December 16, 2019
This article originally appeared in the February 2019 issue of the Produce Business Magazine
Dear John Vena (age 36):
I have been following your career for some time now, and there are a few things I want to tell you. Congratulations on finally quitting cigarettes. Regarding your customers and suppliers - go see them more often. Take more time for your children and wife. Not too much more, but some. Get a truck on the road. And finally, dream a little bigger, plan a little further out.
John Vena (age 66)
P.S. Say thank you - a lot.
GO MORE: Make more regular visits to customers, potential customers, and suppliers. During my time as a salesman, I often stopped in to see our retail customers. I visited customers that were nearby in Center City, South Philadelphia, and our roadside market customers in New Jersey. I had good relationships with them and enjoyed visiting them. Unfortunately, I didn't take enough time to see customers that represented new opportunities or that were inconveniently far away. The business would have benefited from the new ideas, relationships, and intelligence generated by such visits.
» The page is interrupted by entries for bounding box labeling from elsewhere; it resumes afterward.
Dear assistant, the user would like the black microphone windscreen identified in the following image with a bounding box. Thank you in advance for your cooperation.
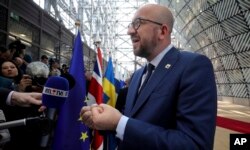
[42,76,69,108]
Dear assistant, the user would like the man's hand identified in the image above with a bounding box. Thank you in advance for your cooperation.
[80,104,122,130]
[11,92,42,107]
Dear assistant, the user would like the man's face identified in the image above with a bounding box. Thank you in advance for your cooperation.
[127,11,157,58]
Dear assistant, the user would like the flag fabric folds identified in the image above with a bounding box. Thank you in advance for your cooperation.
[88,47,103,150]
[103,57,117,150]
[52,32,90,150]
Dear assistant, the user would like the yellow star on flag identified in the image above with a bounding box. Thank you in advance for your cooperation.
[80,131,89,142]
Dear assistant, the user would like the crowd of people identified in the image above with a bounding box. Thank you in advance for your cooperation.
[0,40,68,150]
[0,4,217,150]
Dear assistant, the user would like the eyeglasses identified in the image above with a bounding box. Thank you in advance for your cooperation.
[128,18,163,30]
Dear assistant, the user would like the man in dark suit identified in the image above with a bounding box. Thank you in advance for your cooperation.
[80,4,217,150]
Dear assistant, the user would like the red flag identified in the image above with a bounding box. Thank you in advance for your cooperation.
[88,47,103,150]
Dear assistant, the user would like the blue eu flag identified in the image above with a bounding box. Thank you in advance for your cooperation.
[52,32,90,150]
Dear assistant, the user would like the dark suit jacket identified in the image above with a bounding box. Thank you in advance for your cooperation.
[119,48,217,150]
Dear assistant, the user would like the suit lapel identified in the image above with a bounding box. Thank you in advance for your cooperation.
[124,67,145,115]
[128,48,179,116]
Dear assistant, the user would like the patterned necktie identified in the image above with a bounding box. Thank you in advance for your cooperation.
[140,63,155,91]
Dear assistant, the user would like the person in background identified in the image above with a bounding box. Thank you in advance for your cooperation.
[80,4,217,150]
[0,46,11,61]
[0,60,29,92]
[49,58,61,76]
[61,64,69,75]
[40,55,49,65]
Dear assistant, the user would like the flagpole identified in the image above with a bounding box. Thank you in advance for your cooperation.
[75,20,81,36]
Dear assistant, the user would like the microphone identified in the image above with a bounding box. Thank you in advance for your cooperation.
[0,114,46,130]
[0,109,10,145]
[42,76,69,108]
[40,76,69,148]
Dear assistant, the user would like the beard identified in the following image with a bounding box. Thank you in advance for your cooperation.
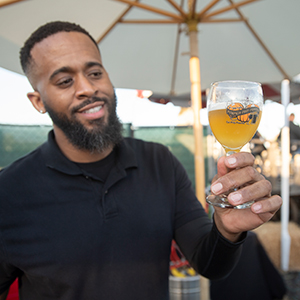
[44,93,123,153]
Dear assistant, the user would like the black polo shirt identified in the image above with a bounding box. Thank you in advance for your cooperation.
[0,131,244,300]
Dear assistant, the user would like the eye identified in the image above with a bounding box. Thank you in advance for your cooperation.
[57,78,73,87]
[89,71,103,79]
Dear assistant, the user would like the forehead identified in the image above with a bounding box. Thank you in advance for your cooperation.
[31,32,101,73]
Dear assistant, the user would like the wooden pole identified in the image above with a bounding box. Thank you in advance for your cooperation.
[188,21,210,300]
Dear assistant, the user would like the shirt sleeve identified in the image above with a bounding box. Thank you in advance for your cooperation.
[0,239,20,295]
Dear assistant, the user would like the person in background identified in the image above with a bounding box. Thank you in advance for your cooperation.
[0,21,282,300]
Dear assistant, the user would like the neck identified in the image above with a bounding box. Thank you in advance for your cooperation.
[54,127,113,163]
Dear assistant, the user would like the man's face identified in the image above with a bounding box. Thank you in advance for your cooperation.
[30,32,120,151]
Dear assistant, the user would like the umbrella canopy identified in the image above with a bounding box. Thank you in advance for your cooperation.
[0,0,300,94]
[0,0,300,203]
[0,0,300,296]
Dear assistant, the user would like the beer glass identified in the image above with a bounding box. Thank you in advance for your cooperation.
[206,81,263,209]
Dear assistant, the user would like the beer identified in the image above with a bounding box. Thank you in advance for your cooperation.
[208,108,261,152]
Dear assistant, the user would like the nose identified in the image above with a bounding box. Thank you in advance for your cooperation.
[75,75,97,99]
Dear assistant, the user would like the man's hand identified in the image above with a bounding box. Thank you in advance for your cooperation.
[211,152,282,242]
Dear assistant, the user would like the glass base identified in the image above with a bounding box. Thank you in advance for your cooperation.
[206,195,254,209]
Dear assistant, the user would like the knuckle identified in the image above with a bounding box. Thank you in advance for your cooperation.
[246,166,257,179]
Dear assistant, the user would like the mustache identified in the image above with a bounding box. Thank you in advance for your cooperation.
[71,96,108,114]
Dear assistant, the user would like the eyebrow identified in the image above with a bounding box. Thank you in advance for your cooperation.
[49,61,103,80]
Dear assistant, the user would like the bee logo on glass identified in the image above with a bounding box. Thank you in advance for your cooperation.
[226,102,260,125]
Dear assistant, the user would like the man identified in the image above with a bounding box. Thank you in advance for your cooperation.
[0,22,282,300]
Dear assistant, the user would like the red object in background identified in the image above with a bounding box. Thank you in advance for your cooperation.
[6,279,19,300]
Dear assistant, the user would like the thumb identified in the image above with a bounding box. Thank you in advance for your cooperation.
[217,156,229,178]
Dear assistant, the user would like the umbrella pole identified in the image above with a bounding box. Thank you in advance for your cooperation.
[188,22,210,300]
[281,79,291,271]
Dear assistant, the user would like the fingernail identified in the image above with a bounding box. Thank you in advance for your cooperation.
[252,203,262,212]
[211,182,223,194]
[230,193,242,204]
[227,157,236,165]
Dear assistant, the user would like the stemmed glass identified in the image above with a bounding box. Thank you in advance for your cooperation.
[206,81,263,209]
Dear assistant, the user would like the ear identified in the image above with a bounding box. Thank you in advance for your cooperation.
[27,91,46,113]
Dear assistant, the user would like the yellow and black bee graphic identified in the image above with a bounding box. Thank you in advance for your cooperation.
[226,102,260,125]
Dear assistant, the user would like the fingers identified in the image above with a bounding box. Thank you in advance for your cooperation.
[218,152,255,177]
[251,195,282,217]
[228,179,272,206]
[211,166,267,196]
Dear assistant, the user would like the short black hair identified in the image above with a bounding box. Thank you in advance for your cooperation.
[20,21,100,74]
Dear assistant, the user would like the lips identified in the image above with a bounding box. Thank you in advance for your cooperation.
[81,105,103,114]
[75,101,105,120]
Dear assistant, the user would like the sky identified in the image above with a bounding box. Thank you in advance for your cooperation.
[0,68,300,140]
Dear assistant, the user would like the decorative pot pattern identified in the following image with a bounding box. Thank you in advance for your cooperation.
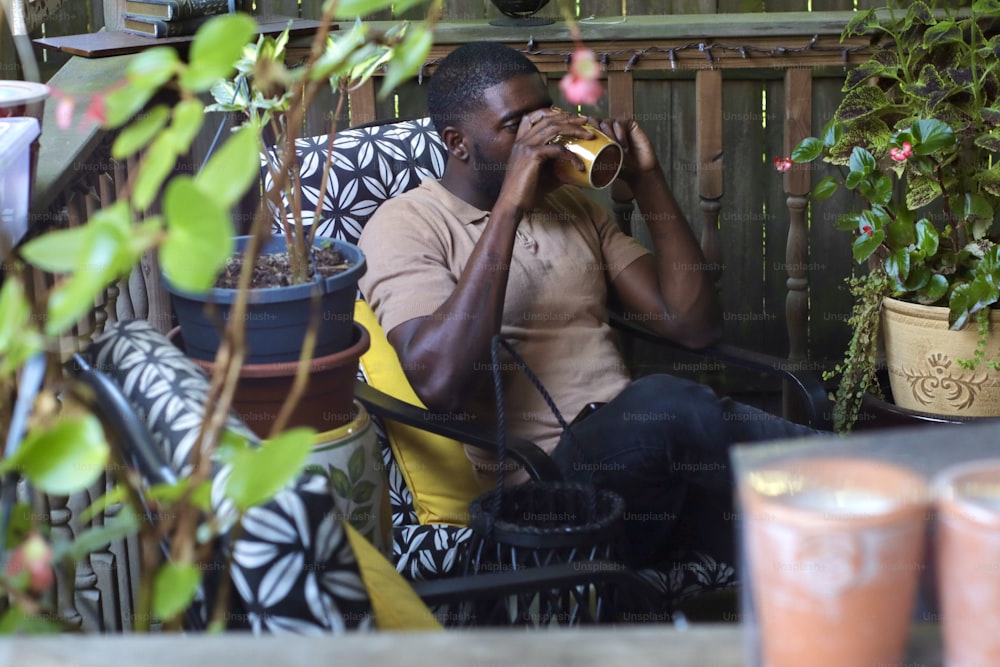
[883,298,1000,417]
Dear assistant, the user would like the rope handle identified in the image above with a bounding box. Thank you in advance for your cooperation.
[490,334,595,519]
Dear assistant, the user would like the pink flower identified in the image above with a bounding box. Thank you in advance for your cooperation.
[80,95,108,126]
[889,141,913,162]
[774,155,792,173]
[7,533,55,594]
[559,47,604,104]
[56,95,76,130]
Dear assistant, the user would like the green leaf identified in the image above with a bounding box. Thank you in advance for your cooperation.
[125,46,181,90]
[170,99,205,154]
[226,428,315,512]
[111,105,170,160]
[18,226,91,273]
[833,213,864,232]
[180,12,257,93]
[104,84,156,128]
[902,263,931,298]
[924,21,963,50]
[351,480,375,505]
[916,218,940,257]
[333,0,400,19]
[0,605,64,641]
[132,132,178,211]
[885,248,910,285]
[330,466,351,498]
[848,146,877,177]
[0,415,110,496]
[347,447,365,484]
[885,220,917,250]
[823,120,844,148]
[80,484,128,521]
[153,563,201,621]
[906,176,941,210]
[813,176,840,201]
[45,222,128,336]
[919,273,948,305]
[910,118,955,155]
[160,176,235,292]
[195,125,260,209]
[792,137,823,162]
[833,86,891,123]
[379,26,434,99]
[840,9,881,42]
[852,229,885,264]
[0,277,45,377]
[962,193,993,240]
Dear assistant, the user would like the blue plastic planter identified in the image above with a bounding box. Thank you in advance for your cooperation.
[163,236,366,364]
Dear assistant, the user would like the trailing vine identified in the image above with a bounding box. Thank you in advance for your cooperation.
[823,268,892,433]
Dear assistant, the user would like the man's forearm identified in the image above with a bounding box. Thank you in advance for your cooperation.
[390,210,520,411]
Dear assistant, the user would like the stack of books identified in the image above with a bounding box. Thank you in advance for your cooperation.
[122,0,236,37]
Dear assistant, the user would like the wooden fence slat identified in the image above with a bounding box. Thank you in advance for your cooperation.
[695,69,723,288]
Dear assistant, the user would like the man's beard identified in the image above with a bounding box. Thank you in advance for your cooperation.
[472,142,507,202]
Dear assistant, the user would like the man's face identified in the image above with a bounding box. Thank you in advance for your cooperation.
[462,74,558,199]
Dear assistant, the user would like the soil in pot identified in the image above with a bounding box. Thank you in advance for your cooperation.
[215,244,354,289]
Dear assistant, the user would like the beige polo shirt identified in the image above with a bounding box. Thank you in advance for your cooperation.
[359,179,649,474]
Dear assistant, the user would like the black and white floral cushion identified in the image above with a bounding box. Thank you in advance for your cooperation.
[280,118,737,601]
[270,118,447,243]
[88,320,373,634]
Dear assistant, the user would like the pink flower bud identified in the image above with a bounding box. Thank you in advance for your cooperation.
[7,533,55,593]
[559,48,604,105]
[774,155,792,173]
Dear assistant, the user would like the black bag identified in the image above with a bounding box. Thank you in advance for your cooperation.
[464,335,637,625]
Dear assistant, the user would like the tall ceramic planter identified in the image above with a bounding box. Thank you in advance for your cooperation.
[307,401,392,556]
[882,298,1000,417]
[163,236,366,364]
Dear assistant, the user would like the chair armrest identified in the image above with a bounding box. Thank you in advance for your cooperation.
[609,312,833,430]
[410,560,669,621]
[354,380,562,481]
[69,353,177,484]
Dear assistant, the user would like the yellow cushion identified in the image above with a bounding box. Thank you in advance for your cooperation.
[354,300,483,526]
[343,521,442,630]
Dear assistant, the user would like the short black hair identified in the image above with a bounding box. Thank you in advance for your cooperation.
[427,42,538,132]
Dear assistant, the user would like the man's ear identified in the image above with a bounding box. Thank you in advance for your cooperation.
[441,127,469,162]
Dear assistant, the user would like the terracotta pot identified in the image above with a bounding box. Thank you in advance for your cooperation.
[882,298,1000,417]
[167,322,371,438]
[740,458,929,667]
[933,459,1000,667]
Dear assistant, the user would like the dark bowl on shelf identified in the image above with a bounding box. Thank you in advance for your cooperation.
[490,0,553,26]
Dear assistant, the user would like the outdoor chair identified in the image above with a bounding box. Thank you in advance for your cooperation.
[264,118,829,608]
[70,320,664,634]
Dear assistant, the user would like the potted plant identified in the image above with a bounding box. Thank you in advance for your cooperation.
[0,0,438,631]
[775,0,1000,430]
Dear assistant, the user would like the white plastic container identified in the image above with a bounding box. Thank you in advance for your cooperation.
[0,117,39,259]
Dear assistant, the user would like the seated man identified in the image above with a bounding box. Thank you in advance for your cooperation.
[360,43,812,564]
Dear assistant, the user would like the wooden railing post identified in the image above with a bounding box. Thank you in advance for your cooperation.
[782,68,812,417]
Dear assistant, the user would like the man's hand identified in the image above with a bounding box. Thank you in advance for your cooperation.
[497,108,594,212]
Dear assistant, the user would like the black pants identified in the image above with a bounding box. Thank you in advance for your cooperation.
[552,375,819,565]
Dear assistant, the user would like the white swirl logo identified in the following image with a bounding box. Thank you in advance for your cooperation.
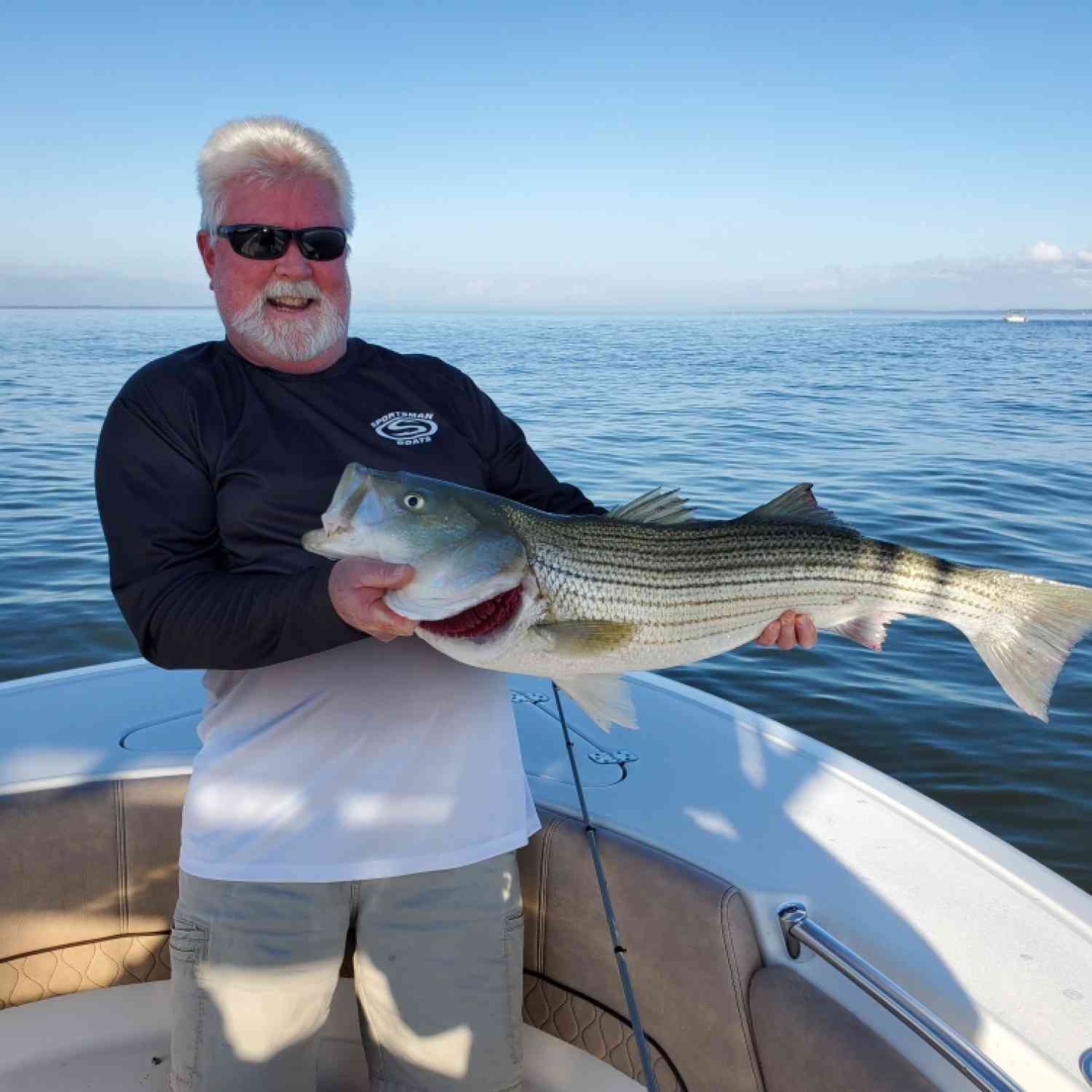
[371,413,439,447]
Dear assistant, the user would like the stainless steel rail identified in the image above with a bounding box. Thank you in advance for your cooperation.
[778,902,1024,1092]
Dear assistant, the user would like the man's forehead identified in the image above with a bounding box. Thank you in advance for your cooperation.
[224,176,341,227]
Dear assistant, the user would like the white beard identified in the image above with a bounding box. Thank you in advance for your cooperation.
[222,277,349,362]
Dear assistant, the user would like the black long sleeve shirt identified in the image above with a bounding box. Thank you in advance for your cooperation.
[95,339,602,670]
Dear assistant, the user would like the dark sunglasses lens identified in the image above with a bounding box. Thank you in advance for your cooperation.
[232,227,288,261]
[297,227,345,262]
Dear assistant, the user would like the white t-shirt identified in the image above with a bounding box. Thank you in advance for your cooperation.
[179,638,539,882]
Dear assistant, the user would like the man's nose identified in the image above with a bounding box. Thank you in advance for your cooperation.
[277,240,312,280]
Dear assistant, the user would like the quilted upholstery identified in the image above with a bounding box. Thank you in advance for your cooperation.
[0,933,170,1009]
[523,974,686,1092]
[0,778,928,1092]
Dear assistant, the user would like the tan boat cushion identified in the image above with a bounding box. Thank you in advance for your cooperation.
[520,808,762,1092]
[751,967,939,1092]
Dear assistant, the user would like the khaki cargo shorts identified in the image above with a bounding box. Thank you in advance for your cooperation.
[170,853,523,1092]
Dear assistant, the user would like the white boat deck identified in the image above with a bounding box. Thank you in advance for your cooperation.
[0,661,1092,1092]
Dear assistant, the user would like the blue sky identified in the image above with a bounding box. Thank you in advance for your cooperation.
[0,0,1092,312]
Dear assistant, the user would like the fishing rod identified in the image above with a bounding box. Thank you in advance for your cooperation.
[550,679,660,1092]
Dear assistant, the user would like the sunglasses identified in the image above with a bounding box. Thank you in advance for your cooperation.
[216,224,345,262]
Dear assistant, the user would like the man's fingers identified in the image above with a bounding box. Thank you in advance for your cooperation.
[778,611,796,652]
[329,557,417,641]
[756,611,819,651]
[334,557,413,587]
[796,615,819,649]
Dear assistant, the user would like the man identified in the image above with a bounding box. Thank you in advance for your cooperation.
[96,118,815,1092]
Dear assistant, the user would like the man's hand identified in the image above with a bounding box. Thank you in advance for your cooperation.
[327,557,417,641]
[756,611,819,649]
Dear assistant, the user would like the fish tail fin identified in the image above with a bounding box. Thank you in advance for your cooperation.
[965,569,1092,721]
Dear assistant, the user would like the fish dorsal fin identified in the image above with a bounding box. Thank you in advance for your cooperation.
[606,486,695,523]
[554,675,638,732]
[733,482,852,530]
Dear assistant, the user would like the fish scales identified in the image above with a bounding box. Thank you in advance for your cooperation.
[304,463,1092,727]
[511,510,997,644]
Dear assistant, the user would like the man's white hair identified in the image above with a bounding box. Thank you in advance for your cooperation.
[198,115,353,235]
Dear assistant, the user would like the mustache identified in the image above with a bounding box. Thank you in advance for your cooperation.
[261,281,323,301]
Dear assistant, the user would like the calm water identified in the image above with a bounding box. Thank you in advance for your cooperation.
[0,310,1092,891]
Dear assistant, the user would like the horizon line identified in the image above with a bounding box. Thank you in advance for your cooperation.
[0,304,1092,318]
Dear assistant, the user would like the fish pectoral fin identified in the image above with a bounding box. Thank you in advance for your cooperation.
[831,613,906,652]
[606,486,696,524]
[533,620,637,657]
[554,675,639,732]
[732,482,853,530]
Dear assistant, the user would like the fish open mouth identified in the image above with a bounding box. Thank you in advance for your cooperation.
[417,585,522,638]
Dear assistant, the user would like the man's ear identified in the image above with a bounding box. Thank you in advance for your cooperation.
[198,232,216,280]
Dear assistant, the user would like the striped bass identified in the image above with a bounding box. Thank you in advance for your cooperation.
[304,463,1092,727]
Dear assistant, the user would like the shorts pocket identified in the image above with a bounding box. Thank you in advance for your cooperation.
[505,906,523,1072]
[167,914,209,965]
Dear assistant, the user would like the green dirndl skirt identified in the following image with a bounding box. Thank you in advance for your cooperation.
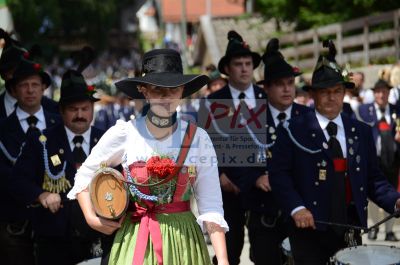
[108,209,211,265]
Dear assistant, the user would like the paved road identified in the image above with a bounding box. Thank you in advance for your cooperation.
[79,216,400,265]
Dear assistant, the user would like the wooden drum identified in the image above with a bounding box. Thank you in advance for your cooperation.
[89,167,129,220]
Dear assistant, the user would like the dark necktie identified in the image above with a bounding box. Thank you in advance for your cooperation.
[277,112,286,126]
[378,108,396,165]
[26,115,39,134]
[326,121,347,227]
[72,135,86,167]
[238,92,248,110]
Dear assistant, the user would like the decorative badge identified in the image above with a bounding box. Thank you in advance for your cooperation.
[318,169,326,180]
[39,134,47,143]
[349,147,354,155]
[50,155,61,167]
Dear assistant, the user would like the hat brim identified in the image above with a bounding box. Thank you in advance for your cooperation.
[218,52,261,76]
[59,95,100,105]
[5,71,51,90]
[303,81,355,91]
[256,72,303,85]
[115,73,210,99]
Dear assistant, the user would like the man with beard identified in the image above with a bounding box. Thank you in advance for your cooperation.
[269,41,400,265]
[359,79,400,241]
[11,53,103,265]
[243,38,311,264]
[0,28,58,120]
[0,59,60,264]
[199,31,266,265]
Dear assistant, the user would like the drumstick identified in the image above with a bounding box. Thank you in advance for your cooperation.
[315,220,368,231]
[315,210,400,234]
[364,210,400,233]
[26,199,74,208]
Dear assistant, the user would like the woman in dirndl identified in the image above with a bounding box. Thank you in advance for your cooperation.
[68,49,228,265]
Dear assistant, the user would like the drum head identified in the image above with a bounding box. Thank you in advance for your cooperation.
[89,167,129,219]
[335,245,400,265]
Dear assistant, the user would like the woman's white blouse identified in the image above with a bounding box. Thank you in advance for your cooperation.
[68,118,229,231]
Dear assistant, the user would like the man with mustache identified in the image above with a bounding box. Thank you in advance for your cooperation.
[244,38,311,265]
[12,57,103,265]
[269,41,400,265]
[0,59,61,265]
[199,31,267,265]
[0,28,58,120]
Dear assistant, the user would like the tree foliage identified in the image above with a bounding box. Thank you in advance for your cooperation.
[255,0,400,30]
[7,0,133,52]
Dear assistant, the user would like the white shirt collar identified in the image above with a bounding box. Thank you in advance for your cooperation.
[228,84,256,109]
[374,102,391,124]
[315,111,344,130]
[64,126,92,145]
[4,90,17,117]
[268,103,293,127]
[15,106,46,132]
[315,111,347,158]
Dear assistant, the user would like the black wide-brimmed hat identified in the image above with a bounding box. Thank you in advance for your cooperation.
[0,28,28,73]
[371,79,392,90]
[6,57,51,89]
[218,30,261,75]
[60,47,99,105]
[257,38,302,84]
[115,49,209,99]
[303,40,354,91]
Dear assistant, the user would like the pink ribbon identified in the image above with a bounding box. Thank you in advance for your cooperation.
[132,201,190,265]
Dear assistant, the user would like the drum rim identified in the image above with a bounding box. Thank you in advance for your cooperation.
[331,244,400,264]
[89,167,129,220]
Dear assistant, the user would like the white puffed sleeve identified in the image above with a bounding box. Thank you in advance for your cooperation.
[193,128,229,232]
[67,120,131,200]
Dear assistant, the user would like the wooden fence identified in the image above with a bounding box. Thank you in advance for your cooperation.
[279,9,400,69]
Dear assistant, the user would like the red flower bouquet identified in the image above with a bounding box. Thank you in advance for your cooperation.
[146,156,176,179]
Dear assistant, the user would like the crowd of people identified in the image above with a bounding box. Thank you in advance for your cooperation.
[0,26,400,265]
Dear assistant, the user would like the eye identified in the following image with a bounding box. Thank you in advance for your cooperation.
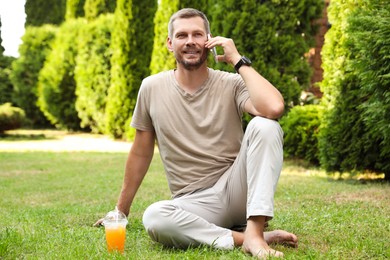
[176,33,186,39]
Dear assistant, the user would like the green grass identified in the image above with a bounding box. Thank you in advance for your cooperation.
[0,152,390,259]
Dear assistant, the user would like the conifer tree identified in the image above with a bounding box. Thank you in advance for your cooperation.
[106,0,157,138]
[84,0,116,20]
[25,0,67,26]
[65,0,86,20]
[0,17,14,104]
[211,0,323,106]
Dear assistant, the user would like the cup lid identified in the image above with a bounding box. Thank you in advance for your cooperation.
[103,207,127,225]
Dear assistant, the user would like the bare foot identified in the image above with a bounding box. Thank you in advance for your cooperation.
[242,239,283,259]
[264,230,298,247]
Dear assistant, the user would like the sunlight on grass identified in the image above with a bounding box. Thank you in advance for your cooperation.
[0,152,390,259]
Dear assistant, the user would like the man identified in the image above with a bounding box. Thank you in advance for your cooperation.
[97,8,298,258]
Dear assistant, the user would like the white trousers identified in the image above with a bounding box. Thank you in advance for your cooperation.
[143,117,283,249]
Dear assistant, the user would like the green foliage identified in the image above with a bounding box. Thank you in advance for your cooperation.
[280,105,322,164]
[347,1,390,175]
[0,16,4,53]
[25,0,67,26]
[0,103,25,133]
[75,15,114,133]
[65,0,86,20]
[38,19,86,130]
[0,17,14,104]
[84,0,116,20]
[319,0,390,178]
[106,0,136,138]
[106,0,157,139]
[211,0,324,107]
[0,53,15,104]
[11,25,56,127]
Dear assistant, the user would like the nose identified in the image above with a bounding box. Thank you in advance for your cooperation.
[186,35,195,45]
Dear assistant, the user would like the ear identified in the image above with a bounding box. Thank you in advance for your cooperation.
[167,37,173,52]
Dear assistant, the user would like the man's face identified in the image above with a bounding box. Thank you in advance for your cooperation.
[167,17,209,70]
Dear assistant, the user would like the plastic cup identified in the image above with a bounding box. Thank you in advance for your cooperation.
[103,209,127,253]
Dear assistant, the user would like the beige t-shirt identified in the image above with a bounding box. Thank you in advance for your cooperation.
[131,69,249,197]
In the late 1980s, I began to travel to our overseas suppliers in Holland, Belgium, and Israel. I didn't think I could spend too much time away from the business, so I convinced myself those visits were my "vacations". My wife often accompanied me when our kids were old enough to be left with a sitter, so that reinforced my thinking. However, I didn't vary the destinations much and tended to visit the same suppliers. I should have spent time in the production areas in the Dominican Republic, Central America, Texas, and California. Visiting fields, greenhouses, and packing facilities is the best way to understand an item and the difficulties faced by the producer. It enhances your relationship with the grower and his teams and allows you to provide first-hand product knowledge and good stories for your customers.
DELIVER MORE: When I started in the industry, most of our customers picked up their own product or arranged third-party trucks. We did not have a truck of our own and relied on the customers to manage that service. Many small chains and independent supermarkets in those days did not have distribution centers, and store door delivery was common. A few "gypsy" truckers dominated that segment of the business. However, most failed to update equipment or provide any services other than delivery. I often spotted their trucks broken down on the streets around the Market or under the scrutiny of the Pennsylvania Department of Transportation. Those trucks provided a steady income in fines to the state and were instrumental in shaping my own negative attitude about operating a truck of my own.
As those delivery service providers were forced out or left the industry, the door was opened for well-run companies to provide not only produce but delivery as well. We had made a conscious decision, based on our assessment of what we were capable of doing, not to have our own trucks. It made sense based on our product line at the time, since most of our products were low-volume specialty items. But we waited too long to change our minds about trucking. Five years ago, we identified delivery as a key to our future. We should have made this commitment 25 years ago. The percentage of customers requiring delivery grows every year, and we are late to the table.
PLAY MORE: My parents had a second home in a beach town, and that provided some opportunities to get away with my family. I did a fair job of allocating time to attend my children's school plays, sports, and extra-curricular activities. And yes, I coached little kid soccer and baseball. Of course, that meant that any free time I found was spent in the overly structured system of youth sports. However, I never had a hobby in those days. Perhaps I should have taken up golf. I have often regretted that I did not. I feel like I missed the chance to bond with friends and, certainly, I missed the chance to deepen relationships with customers and suppliers. I would not have been a great golfer, but I hear it is a lovely way to spend the afternoon.
DREAM MORE: Most importantly, dream bigger. Plan further ahead and take the company deeper. Very often, we are consumed by the everyday demands of the business. As so many business authors and pundits say, "Work on the business, not in the business." I doubt that 36-year-old me would have listened. At the time, I was having a good time buying and selling fresh produce. We had a small team and we worked hard, but we were on a mission to sell the produce. I took some risks with technology and product lines, but those decisions were carefully considered and not really that risky. I satisfied the needs of the company at that time, but I should have been looking more at future needs and possibilities.
ONE MORE THING: Be sure to say thank you to those that mentor and advise you. The business would not be here today without them.